One thing all of us have to resolve in our own individual ways is how to cover for lost glory. Michael Eaton highlights this in his book.[2] We recover this sense of belonging from God himself—and yet this is a stern discipline we need to work at. It comes. We don’t store the treasures in heaven; we receive them from heaven. Heaven, in this context, is now. Heaven is in our hearts. God ministers to us there! The reward is a spiritual reward of momentary, unreserved wellbeing. It’s a priceless gift of his grace; something we can’t “earn.”
Good things done, free of the need to be seen, thanked or acknowledged, is the way to an inner freedom of peace and joy rarely known personally to humankind. And yet, we experience the direct opposite of envy when we consider a Nelson Mandela or a Mohandas Gandhi or a Mother Teresa, and compare ourselves (unfairly, I might add). This occurs much more than we’d like. We need to even the balance.

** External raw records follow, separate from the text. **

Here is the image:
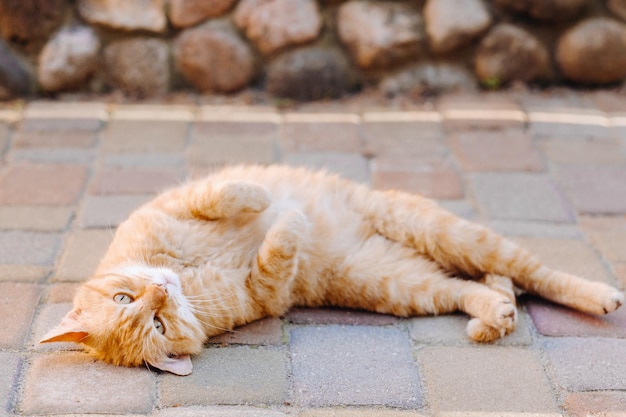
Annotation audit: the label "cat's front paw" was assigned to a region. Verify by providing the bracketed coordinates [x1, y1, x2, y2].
[219, 182, 271, 214]
[589, 284, 623, 315]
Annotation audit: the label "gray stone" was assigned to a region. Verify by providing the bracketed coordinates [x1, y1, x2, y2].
[290, 325, 422, 408]
[475, 23, 550, 87]
[556, 18, 626, 85]
[169, 0, 236, 28]
[104, 38, 170, 97]
[174, 21, 256, 93]
[424, 0, 491, 54]
[266, 47, 358, 101]
[77, 194, 152, 228]
[283, 152, 369, 183]
[234, 0, 322, 55]
[0, 40, 32, 99]
[337, 1, 424, 69]
[0, 231, 61, 265]
[78, 0, 166, 33]
[380, 63, 476, 96]
[494, 0, 586, 21]
[555, 166, 626, 215]
[0, 0, 66, 44]
[38, 26, 100, 92]
[0, 353, 20, 415]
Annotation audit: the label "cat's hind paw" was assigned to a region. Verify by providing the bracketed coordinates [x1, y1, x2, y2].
[466, 318, 506, 342]
[576, 282, 624, 315]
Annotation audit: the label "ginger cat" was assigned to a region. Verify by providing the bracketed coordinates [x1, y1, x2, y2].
[42, 165, 624, 375]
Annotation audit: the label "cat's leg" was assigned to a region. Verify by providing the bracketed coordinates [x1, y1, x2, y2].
[160, 180, 271, 220]
[466, 274, 517, 342]
[362, 189, 623, 315]
[248, 209, 307, 316]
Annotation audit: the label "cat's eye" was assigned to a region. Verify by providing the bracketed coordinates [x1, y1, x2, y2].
[113, 293, 134, 304]
[154, 317, 165, 334]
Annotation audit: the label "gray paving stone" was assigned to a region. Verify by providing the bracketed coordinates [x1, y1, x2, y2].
[290, 325, 421, 408]
[30, 302, 83, 351]
[0, 265, 50, 282]
[543, 337, 626, 391]
[101, 120, 189, 153]
[470, 173, 574, 222]
[419, 346, 559, 415]
[0, 283, 42, 349]
[9, 148, 96, 164]
[77, 194, 152, 228]
[207, 317, 283, 345]
[152, 406, 288, 417]
[556, 166, 626, 214]
[0, 352, 21, 416]
[285, 307, 399, 326]
[488, 220, 582, 239]
[20, 352, 156, 415]
[283, 152, 370, 183]
[299, 409, 428, 417]
[0, 206, 73, 231]
[103, 152, 186, 168]
[160, 346, 288, 406]
[53, 230, 114, 282]
[0, 231, 61, 265]
[564, 392, 626, 417]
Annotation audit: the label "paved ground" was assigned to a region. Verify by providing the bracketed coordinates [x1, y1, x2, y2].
[0, 90, 626, 416]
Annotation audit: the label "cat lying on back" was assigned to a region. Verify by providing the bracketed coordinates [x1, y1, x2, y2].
[42, 165, 624, 375]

Our good works will be seen no matter our motives to be seen or not. Our Father in heaven sees to it that circumstances allow for people to see the good things we do if we do them consistently enough. There’s a “faith” requirement.
Besides, probably the halcyon of gleeful human experience is to be so kept in God that we are forever both comfortable with the ‘secret life,’ yet we’re totally at home with serendipitous delight when the Father is glorified in everyone’s works, and we’re happy with our own special place in all of that.
© 2010 S. J. Wickham.
[1] John Stott, The Message of the Sermon on the Mount (The Bible Speaks Today) (Leicester, England: InterVarsity Press, 1978), p. 126-27.
[2] Michael Eaton, The Way that Leads to Life: The Radical Challenge to the Church of the Sermon of the Mount (Ross-shire, Great Britain: Christian Focus Publications, 1999), p. 109.